Dutch literary scholar

Maaike Meijer (born 25 January 1949) is a Dutch literary scholar. She is a Professor emeritus of Maastricht University.

==Life==
Meijer was born in Eindhoven in 1949, and gained her doctorate cum laude from Utrecht University in 1988 with a thesis entitled De lust tot lezen(Lust/zest for reading). She argued that women poets had been overlooked and that a less technical review of their work was required. She then worked for ten years at the same university, where she led the post graduate women's studies doctoral students. From 1997 to 1999, as an endowed professor, she was the first professor of the Opzij chair at Maastricht University.

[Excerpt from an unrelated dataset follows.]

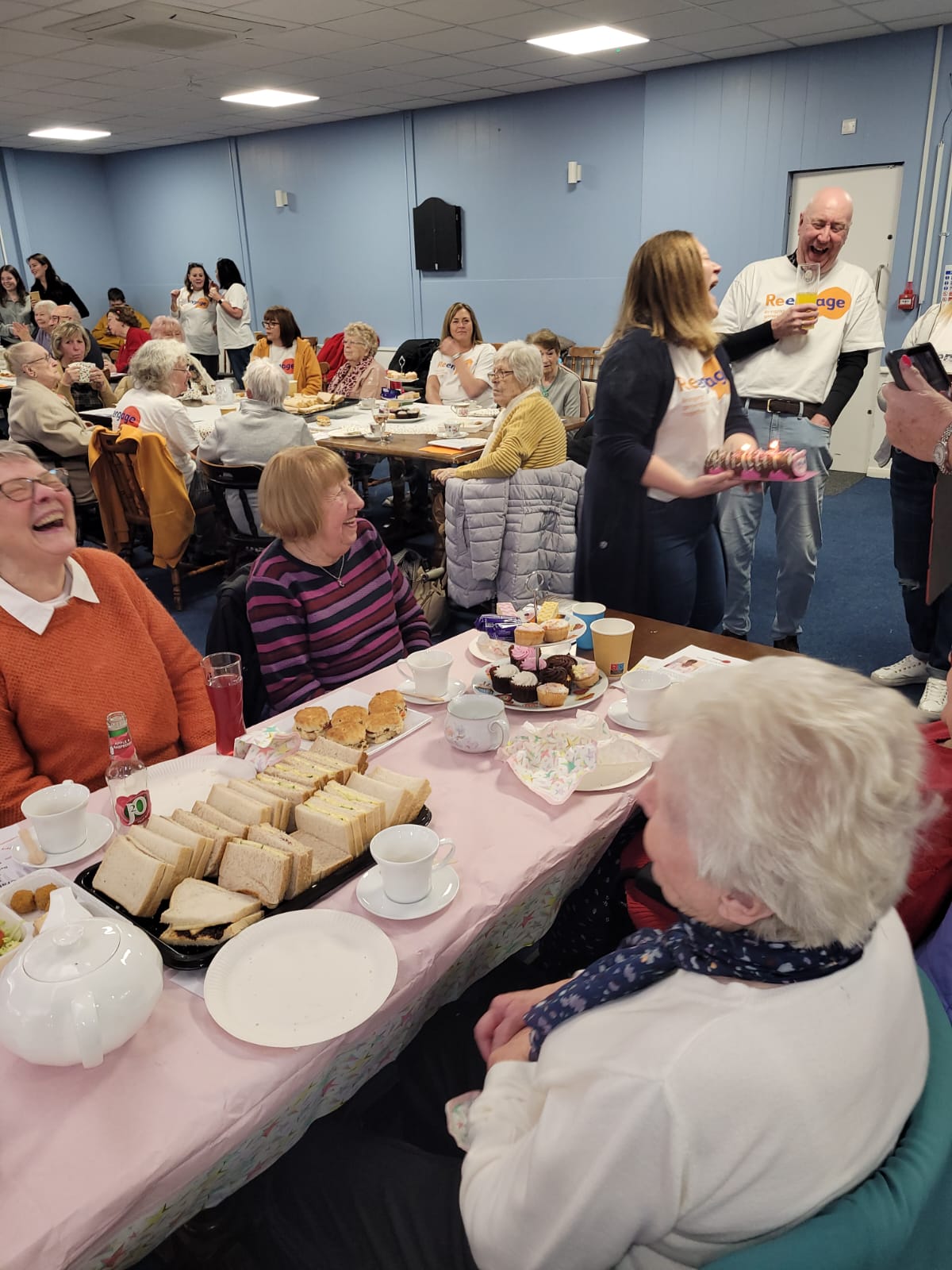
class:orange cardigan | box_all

She taught Gender, Representation and Power.

In 1972 Meijer was one of the founders of the lesbian feminist action group Purple September, a spin-off from Dolle Mina. In 1979 the Lesbian beautiful book was edited by Meijer. She was a columnist for the lesbian magazine Diva and was in the first editorial of the lesbian magazine Lust en Gratie .

In 1998 she published "The Defiant Muse" and she became a full professor of gender studies at the Center for Gender and Diversity at Maastricht University. Her book "The Defiant Muse" dealt with the history of "Dutch and Flemish Feminist Poems from the Middle Ages to the Present" and it included extracts of poetry as well as biographies of the poets. The book was bi-lingual including both Dutch and English translations. She is an advocate for women poets who are better than but not as well known as some male poets.

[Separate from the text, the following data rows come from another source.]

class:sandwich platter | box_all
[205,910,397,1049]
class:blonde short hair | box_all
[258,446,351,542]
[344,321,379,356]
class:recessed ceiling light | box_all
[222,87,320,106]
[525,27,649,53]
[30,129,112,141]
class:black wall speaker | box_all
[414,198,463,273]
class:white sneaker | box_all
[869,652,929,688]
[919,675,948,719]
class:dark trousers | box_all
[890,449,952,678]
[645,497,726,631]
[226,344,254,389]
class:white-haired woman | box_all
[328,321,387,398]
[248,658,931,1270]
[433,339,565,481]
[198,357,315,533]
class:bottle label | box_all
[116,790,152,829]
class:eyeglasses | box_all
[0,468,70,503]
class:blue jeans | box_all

Meijer was a contributor of biographies to the Routledge International Encyclopedia of Queer Culture published in 2006.

She worked on poetry theory and culture studies. In 2011 she published a biography of M. Vasalis. Maijer created the Vasalis biography with the help of her descendants, but it was said to be done with caution as Vasalis had always protected her identity and her privacy during her lifetime, but Maijer noted that she had kept documents carefully and destroyed some indicating that she had been aware that they would in time be read.

She retired in 2014, but she continued to research, write and talk. In 2018 she published a biography of the Dutch poet and illustrator Fritzi Harmsen van Beek. The book followed interviews with people who knew her and it was nominated for a literature prize.